- Born: 27 June 1858 Berdiansk, Taurida Governorate, Russian Empire
- Died: 3 December 1918 (aged 60)
- Occupation: Diplomat
- Spouse: Helene Gertrude Rees
- Children: 5, including Henry Carlton Cumberbatch
- Parent(s): Robert William Cumberbatch Louisa Grace Hanson
- Family: Timothy Carlton Cumberbatch (grandson) Benedict Cumberbatch (great-grandson)
- Awards: Order of St Michael & St George

= Henry Alfred Cumberbatch =

British diplomat (1858–1918)

Henry Alfred Cumberbatch (27 June 1858 – 3 December 1918) was a British diplomat who served as a consul in Romania, Turkey and Lebanon.

==Life and career==
Henry Alfred Cumberbatch was born on 27 June 1858 in Berdiansk, (then part of the Russian Empire, now Ukraine), the son of Robert William Cumberbatch, who was consul there, and his wife Louisa Grace (née Hanson). He was educated at Christ's College, Finchley.
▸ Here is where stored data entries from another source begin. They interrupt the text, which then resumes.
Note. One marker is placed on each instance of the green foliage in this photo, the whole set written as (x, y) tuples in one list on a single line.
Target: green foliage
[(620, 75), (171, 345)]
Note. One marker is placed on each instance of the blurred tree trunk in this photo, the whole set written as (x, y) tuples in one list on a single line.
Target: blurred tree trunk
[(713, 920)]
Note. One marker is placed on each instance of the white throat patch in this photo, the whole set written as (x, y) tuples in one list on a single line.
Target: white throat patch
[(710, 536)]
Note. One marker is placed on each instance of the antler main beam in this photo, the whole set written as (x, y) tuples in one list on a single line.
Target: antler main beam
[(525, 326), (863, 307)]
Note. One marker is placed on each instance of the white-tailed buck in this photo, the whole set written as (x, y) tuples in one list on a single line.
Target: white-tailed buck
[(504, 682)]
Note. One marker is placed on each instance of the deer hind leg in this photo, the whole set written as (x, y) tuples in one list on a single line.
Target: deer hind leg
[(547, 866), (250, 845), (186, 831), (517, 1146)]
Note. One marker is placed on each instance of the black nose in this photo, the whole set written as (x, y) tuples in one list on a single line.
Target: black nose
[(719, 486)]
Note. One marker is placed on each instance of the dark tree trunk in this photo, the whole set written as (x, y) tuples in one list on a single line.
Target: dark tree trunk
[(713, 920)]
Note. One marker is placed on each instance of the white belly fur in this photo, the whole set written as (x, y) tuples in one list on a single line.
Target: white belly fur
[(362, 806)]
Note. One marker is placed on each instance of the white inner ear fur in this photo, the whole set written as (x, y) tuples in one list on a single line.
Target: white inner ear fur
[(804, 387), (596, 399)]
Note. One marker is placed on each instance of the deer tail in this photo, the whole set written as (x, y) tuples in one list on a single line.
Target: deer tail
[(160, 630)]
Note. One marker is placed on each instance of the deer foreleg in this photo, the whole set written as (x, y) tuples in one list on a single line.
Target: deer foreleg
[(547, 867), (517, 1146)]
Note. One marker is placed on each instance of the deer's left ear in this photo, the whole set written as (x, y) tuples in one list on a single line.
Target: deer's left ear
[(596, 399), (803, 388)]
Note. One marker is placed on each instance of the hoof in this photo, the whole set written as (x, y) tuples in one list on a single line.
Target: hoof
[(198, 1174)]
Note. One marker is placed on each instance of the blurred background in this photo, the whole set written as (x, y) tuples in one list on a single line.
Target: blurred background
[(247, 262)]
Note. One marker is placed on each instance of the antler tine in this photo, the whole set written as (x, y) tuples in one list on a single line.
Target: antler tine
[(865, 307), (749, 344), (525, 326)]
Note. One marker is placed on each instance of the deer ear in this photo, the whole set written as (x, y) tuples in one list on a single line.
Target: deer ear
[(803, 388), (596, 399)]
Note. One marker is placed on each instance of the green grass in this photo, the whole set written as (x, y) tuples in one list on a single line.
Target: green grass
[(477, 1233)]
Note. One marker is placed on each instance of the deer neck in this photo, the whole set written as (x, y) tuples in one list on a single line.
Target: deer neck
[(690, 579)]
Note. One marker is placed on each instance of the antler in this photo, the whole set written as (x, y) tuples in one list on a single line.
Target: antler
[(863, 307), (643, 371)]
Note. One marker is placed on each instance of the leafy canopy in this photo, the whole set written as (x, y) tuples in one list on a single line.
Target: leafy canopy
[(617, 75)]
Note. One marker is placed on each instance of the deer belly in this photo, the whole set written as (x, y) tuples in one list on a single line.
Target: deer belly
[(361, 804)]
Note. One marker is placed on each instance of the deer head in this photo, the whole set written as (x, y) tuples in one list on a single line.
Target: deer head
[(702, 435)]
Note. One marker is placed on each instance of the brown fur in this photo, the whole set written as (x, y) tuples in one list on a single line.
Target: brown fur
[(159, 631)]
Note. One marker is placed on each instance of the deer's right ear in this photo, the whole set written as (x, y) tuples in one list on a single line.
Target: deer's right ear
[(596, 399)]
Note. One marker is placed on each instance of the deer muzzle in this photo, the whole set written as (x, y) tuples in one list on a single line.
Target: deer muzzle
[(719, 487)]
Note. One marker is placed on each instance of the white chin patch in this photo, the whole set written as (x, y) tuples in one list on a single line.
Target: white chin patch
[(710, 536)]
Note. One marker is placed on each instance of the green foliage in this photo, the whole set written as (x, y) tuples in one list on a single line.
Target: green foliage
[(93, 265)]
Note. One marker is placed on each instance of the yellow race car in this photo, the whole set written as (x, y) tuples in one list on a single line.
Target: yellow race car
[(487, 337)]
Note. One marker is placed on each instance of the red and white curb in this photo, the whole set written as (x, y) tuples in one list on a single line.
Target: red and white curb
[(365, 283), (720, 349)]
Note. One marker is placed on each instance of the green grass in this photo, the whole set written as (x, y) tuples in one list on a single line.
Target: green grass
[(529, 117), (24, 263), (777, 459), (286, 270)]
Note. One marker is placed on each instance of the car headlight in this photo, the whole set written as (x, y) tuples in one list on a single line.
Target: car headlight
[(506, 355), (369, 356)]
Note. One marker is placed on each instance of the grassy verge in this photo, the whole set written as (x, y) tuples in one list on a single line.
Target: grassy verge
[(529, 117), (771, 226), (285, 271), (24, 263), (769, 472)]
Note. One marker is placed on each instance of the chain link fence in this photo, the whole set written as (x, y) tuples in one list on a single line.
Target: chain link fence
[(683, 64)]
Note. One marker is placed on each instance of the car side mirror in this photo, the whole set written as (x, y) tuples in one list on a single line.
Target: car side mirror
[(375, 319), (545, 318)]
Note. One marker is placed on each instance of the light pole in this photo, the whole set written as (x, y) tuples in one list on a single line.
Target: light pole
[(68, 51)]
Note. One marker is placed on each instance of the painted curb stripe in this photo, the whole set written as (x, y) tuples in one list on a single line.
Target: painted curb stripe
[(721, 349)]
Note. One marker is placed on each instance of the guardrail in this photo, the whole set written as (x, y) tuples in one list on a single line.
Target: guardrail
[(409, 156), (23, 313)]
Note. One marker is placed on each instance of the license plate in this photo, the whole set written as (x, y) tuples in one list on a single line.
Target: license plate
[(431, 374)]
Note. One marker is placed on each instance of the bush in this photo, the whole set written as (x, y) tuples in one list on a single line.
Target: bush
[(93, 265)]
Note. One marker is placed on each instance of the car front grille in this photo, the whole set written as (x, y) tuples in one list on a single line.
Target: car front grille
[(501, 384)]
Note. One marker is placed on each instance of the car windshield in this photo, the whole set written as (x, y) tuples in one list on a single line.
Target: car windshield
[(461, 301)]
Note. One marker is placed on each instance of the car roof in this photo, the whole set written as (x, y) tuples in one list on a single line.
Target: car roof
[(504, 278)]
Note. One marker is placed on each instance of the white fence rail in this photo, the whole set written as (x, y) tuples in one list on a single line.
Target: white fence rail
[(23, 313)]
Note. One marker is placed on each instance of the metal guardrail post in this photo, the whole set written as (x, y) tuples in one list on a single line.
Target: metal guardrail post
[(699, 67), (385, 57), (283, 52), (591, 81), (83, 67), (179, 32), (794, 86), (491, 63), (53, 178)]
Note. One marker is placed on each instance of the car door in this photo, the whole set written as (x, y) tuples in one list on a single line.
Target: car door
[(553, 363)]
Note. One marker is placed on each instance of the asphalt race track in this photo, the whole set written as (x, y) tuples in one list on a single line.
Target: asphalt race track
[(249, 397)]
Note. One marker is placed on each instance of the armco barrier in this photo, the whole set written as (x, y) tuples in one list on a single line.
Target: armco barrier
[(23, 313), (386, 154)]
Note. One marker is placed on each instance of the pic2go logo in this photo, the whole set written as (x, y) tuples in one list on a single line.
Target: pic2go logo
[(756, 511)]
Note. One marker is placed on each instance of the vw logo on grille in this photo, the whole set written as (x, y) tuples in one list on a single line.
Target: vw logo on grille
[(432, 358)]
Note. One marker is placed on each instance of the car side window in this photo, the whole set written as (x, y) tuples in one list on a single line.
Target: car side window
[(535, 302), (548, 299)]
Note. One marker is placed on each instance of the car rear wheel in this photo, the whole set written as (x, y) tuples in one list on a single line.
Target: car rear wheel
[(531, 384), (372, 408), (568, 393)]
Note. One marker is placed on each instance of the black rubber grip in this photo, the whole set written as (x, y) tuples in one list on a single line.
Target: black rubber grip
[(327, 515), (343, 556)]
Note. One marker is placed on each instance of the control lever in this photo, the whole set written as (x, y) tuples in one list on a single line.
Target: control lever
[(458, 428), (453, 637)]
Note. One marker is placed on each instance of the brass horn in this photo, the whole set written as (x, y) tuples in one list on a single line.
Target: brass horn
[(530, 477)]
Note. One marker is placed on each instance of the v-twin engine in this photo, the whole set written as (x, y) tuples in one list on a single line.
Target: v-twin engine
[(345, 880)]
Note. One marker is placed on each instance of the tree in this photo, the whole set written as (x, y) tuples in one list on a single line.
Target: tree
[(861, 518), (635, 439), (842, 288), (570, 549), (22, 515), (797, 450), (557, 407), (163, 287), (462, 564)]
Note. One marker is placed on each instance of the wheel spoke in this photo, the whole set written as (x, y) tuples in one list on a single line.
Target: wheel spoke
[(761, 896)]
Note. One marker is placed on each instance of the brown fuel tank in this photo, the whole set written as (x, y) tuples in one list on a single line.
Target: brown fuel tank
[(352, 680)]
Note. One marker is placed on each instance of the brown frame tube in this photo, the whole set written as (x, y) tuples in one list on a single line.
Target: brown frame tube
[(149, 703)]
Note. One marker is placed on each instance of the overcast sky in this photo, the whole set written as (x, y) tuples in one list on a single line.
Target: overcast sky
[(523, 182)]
On August 1, 1876, at the age of 18, Cumberbatch was appointed student dragoman in the embassy in Constantinople. Cumberbatch followed his father into the diplomatic service, being appointed vice-consul at Bucharest, Romania, on 26 July 1879, later transferring to Sulina, before being promoted to consul at Adrianople in the Ottoman Empire (now Edirne, Turkey) on 20 March 1888. He was transferred to Angora on 22 July 1893, and while serving as consul there was made a Companion of the Order of St Michael and St George on 20 May 1896. He was appointed consul at Smyrna (now İzmir, Turkey) on 18 November 1896, and consul-general there from 1 April 1900. Cumberbatch was mentioned by Gertrude Bell in her works after a meeting in 1907. On 22 January 1908 Cumberbatch was appointed consul-general for the Vilayet of Beirut and the Mutessariflik of the Lebanon, resident at Beirut, serving there until 1914.

Cumberbatch died 3 December 1918 and was buried 7 December 1918 at Brompton Cemetery, London.

==Personal life==
Cumberbatch married Helene Gertrude Rees, daughter of Thomas Bowen Rees and American born Ida Josephine Langdon, in Smyrna on 16 January 1891. Their children were:
1. Major Robert Cecil Cumberbatch (1892–1963)
2. Ida Sybil Cumberbatch (1895–1947)
3. Captain Sir Hugh Douglas Cumberbatch (1897–1951)
4. Commander Henry Carlton Cumberbatch RN (1900–1966)
5. Nancy Mary Cumberbatch (1905–1948)

Present descendants include his great-grandson, actor Benedict Cumberbatch, son of actor Timothy Carlton and grandson of Henry Carlton as well as descendants of Robert Cecil who married Nora Skender of Athens and Ida Sybil who married Henry Alwyn Barker of Alexandria.